Arrows- If you see arrows pointing here, there and everywhere on a page of notes, your “doodler” is focused. Maybe not on the math lesson, but definitely focused. Sharp pointed arrows are signs of a sub conscious, yet concrete and defined goal or target the student has in mind. If the arrows are more fluid and all over the place, the target may be something more emotional or driven by the heart.
Faces- if the margins of your child’s math notes is covered in drawings of faces, pay close attention to the expression on the faces. The expressions are a good indicator of how the “artist” is feeling at that moment. Sad or angry faces could mean the student is feeling overwhelmed or frustrated. Happy and excited faces could mean the student is confident with the material.
Stars- We’ve all walked out of class and looked down at our paper and realized it is literally covered in little stars. Stars are one of those things that are so easy and mindless to draw, and it is easy to get carried away. One big, detailed star traced over and over again can symbolize one very definitive goal that the artist is focused on, while many small asymmetric stars can symbolize optimism and a busy mind full of goals and ideas
Initials/Name: Most of the time, when a student doodles the name of someone else all over the paper, they are clearly thinking of this person regularly. This could be a romantic relationship, or just someone who they are worried about/ thinking about and it is consuming their brain space.

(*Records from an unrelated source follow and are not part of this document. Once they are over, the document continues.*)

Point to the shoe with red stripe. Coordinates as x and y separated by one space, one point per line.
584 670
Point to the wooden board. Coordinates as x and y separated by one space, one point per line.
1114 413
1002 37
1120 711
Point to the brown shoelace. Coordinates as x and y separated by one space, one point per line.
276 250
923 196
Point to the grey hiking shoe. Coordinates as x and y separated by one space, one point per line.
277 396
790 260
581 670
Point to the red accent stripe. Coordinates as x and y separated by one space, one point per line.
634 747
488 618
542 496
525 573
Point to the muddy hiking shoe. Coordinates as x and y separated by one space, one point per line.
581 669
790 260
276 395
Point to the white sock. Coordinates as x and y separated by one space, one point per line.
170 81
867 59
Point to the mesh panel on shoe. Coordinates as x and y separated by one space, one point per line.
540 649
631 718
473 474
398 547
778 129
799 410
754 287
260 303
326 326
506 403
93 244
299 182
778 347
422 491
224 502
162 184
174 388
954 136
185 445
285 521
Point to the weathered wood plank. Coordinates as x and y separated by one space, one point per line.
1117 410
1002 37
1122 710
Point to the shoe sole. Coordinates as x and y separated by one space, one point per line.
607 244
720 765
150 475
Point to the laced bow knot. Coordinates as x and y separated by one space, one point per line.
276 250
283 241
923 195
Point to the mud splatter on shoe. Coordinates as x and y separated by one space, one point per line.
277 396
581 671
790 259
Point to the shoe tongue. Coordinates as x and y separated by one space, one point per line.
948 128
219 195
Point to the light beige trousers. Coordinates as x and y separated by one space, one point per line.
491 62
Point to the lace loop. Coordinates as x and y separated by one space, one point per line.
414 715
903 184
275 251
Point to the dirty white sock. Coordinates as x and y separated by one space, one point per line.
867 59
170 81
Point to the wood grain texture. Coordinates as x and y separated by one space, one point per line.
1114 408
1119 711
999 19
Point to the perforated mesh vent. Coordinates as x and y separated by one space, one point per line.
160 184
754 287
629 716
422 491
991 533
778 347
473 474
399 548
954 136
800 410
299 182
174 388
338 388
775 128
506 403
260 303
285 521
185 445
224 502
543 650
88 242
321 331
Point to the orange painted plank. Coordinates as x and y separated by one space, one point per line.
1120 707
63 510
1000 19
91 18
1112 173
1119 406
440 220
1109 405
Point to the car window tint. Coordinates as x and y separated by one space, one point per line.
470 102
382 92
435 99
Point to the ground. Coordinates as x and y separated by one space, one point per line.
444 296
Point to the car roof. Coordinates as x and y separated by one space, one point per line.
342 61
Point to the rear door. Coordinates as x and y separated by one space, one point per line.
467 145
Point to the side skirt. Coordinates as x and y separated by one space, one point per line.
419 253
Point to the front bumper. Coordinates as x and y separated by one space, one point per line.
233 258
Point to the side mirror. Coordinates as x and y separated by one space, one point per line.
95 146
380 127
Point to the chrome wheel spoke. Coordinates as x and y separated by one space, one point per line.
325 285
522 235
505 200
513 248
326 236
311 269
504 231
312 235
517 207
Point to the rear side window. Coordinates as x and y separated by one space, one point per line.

Boxes/Squares- A margin full of squares indicated the desire to be in control, to have everything in one place where you can deal with it in a way that works the best for you. If the squares transform into three-dimensional cubes, this symbolizes a lot of analytical thinking and the ability to handle difficult situations with ease.
The brain is still working when it is doodling, and many students absorb more information when their hands are busy doing something else. Try not to automatically assume that just because their paper looks like abstract art piece that there isn’t learning going on. Knowing what the doodles mean could help you peak into how your child is processing the information they are receiving in class, as well as their overall mindset during the school day.